Environment Scrubbing

The runtime denies or drops secret-looking variables and values:

  • API keys and tokens.
  • Cloud credentials.
  • Shell startup injection variables.
  • Dynamic loader and interpreter path injection variables such as LD_PRELOAD, LD_LIBRARY_PATH, DYLD_*, BASH_ENV, ENV, PYTHONPATH, RUBYLIB, and NODE_OPTIONS.

CODING_TOOLS_MCP_SHELL_ENV_INHERIT=all broadens compatibility for local toolchains, but still applies the default secret and startup-loader filters. Only combine --permission-mode dangerous with inherit=all when the workspace, client, and child processes are trusted enough to receive the full parent environment.

Secret redaction is defense in depth and must not be treated as the primary protection.

Permission Model

Risky capabilities return structured permission-required or unsupported responses; the server never silently grants:

  • network
  • destructive_command
  • long_timeout
  • sensitive_env
  • shell_expansion
  • inline_script
  • privileged_executable
  • write_generated_or_ignored

request_permissions currently returns ELICITATION_UNSUPPORTED unless a future MCP client elicitation flow is implemented and tested.

Operators should choose one of three permission modes:

  • safe: default mode. Workspace writes are allowed, system toolchain roots are read-only, HOME, TMPDIR, and cache_dir point under an external server-owned runtime directory, network-looking commands are denied, shell expansion and inline scripts are denied, secrets and loader/startup env are filtered, and Landlock is enabled when available.
  • trusted: local development mode. It allows network-looking commands, shell expansion, and inline scripts while still filtering secrets and blocking destructive commands and host-root writes. Runtime writes are scoped to the exact external runtime directory, not global /tmp.
  • dangerous: disables exec_command permission gates and Landlock. Use only inside an isolated container or VM. Workspace path boundaries for direct file and patch tools still apply.

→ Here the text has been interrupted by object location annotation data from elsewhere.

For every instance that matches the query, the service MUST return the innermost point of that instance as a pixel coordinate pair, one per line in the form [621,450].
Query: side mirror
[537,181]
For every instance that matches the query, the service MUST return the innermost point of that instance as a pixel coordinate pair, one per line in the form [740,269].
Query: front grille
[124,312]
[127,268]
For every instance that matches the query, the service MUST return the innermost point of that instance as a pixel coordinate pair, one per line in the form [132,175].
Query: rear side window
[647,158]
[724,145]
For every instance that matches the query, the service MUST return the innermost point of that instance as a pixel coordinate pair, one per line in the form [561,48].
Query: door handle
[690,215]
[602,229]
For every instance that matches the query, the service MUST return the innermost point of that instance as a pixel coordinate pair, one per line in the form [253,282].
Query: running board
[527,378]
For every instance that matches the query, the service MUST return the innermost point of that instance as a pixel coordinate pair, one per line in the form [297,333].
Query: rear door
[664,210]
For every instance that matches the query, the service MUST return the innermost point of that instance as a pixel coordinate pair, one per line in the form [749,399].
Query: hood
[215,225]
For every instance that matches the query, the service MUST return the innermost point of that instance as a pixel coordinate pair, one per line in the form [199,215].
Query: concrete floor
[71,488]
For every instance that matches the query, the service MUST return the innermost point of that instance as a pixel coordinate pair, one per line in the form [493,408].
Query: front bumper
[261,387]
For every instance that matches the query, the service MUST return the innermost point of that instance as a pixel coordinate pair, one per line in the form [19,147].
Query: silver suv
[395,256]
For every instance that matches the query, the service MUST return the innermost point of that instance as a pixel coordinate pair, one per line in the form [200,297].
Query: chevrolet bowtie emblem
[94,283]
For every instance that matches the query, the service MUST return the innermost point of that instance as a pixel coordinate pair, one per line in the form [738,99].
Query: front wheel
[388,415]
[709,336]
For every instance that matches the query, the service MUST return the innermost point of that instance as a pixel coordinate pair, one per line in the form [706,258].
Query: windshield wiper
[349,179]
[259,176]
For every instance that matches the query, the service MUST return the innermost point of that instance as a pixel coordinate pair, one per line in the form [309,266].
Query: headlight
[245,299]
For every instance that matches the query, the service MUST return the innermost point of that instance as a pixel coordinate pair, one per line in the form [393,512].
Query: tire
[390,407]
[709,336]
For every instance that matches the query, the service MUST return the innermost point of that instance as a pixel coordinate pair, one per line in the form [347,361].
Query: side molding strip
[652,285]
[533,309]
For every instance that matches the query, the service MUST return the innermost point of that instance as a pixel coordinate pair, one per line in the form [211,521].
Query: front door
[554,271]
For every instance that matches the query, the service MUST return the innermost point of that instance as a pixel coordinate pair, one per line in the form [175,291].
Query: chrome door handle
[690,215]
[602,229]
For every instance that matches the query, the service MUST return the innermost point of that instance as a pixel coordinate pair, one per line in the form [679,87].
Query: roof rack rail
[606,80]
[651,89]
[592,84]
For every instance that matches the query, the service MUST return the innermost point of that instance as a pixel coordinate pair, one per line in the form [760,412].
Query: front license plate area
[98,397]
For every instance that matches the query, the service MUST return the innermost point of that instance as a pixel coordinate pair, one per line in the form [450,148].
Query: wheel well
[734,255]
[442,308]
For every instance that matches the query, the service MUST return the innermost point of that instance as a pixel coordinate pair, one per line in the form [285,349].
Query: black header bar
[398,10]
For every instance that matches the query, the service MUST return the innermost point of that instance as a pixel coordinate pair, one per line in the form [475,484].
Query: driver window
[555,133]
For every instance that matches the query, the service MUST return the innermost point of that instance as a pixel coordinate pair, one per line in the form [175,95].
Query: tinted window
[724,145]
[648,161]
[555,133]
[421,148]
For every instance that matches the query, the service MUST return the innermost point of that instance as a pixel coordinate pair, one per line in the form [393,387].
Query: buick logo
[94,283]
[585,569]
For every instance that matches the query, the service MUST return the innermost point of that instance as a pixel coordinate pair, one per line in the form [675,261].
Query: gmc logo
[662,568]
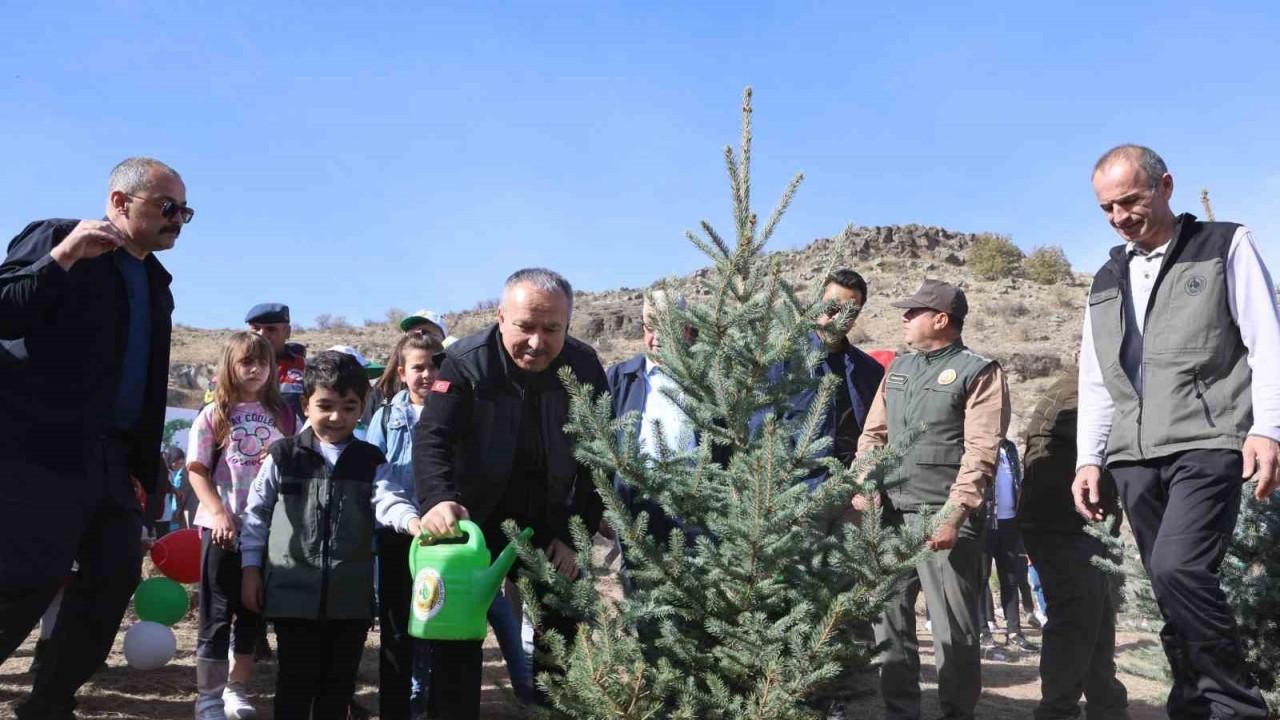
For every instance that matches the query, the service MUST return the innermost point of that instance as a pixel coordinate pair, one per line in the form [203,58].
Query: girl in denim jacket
[403,661]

--allow-network remains a compatibility flag to open only the network-looking command gate. --dangerously-skip-all-permissions remains a compatibility alias for dangerous mode.

Session Lifecycle

Persistent command sessions use opaque server-owned IDs. write_stdin requires a live session. kill_session terminates only server-managed process groups. Deadlines continue to apply even if the client stops polling, and output buffers are bounded with dropped-byte metadata.

HTTP Exposure

HTTP is intended for local MCP clients:

  • Default bind remains 127.0.0.1.
  • Non-loopback deployment requires external authentication and sandboxing.
  • Browser Origin is validated as defense in depth.
  • Logs and optional CODING_TOOLS_MCP_TRACE=1 JSON traces go to stderr, not stdout.

Reporting Security Issues

Report security issues privately to repository maintainers. Include the affected tool, minimal reproduction, expected and actual behavior, and whether the issue escapes the workspace, exposes credentials, permits network access, bypasses approval, or survives timeout/cancellation.

Residual Risks

  • Shell commands and test runners execute arbitrary project code.
  • Network denial is policy-based unless the operator supplies external egress controls.
  • Landlock is Linux-specific and best-effort; non-Linux platforms and Linux hosts without Landlock run exec_command with policy checks only and need an external sandbox for untrusted clients or workspaces.
  • Symlink race resistance still depends on platform support for anchored/no-follow file operations.
  • Secret redaction can miss transformed or fragmented secrets.